The governor has all but declared war on hospitals that get public dollars after the federal government said it would stop paying into a state-federal fund, known as the Low Income Pool, that helps pays for charity care and other uncompensated treatment.
At the same time, Scott opposes Medicaid expansion. Senate Republicans and House Democrats wanted to accept nearly $50 billion in federal dollars to expand health care coverage to the working poor; House Republicans and Gov. Rick Scott killed a plan to do so.
But asked whether adding more state regulations to an industry ran counter to his philosophy, the Republican governor returned to his ‘patient empowerment’ platform.
“All of us can talk about going into a hospital and not knowing what things cost,” Scott said. “That doesn’t make sense. You should know what it’s going to cost.”
Scott added he wasn’t “one for adding regulations.”
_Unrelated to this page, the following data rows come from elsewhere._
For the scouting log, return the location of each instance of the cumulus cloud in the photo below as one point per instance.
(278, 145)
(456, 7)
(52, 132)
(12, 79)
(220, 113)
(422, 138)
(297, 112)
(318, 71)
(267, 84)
“In this case, we need to make sure the hospital industry isn’t price gouging,” he said. “We don’t know how they’re spending our money.”
Bruce Rueben, president of the Florida Hospital Association, agreed with Scott’s position on price transparency but bristled at his suggestions of gouging.
“We’re on record supporting price transparency,” Rueben told WFSU. “So we’re very disappointed with the mean-spirited tone … that calls for protection against hospital pricing.”
Associated Press reporter Gary Fineout questioned Scott’s position “when your company was fined $1.7 billion for gouging taxpayers? How are you credible on this issue, sir?” Scott didn’t answer and walked away.
Scott once headed the Columbia/HCA hospital chain, which paid the biggest health care fraud fine in history. Beginning in 2000, it agreed to pony up for cheating federal programs that serve the military, the elderly and the poor.
Scott was never charged and has said he was unaware of any fraud. He resigned as CEO in 1997.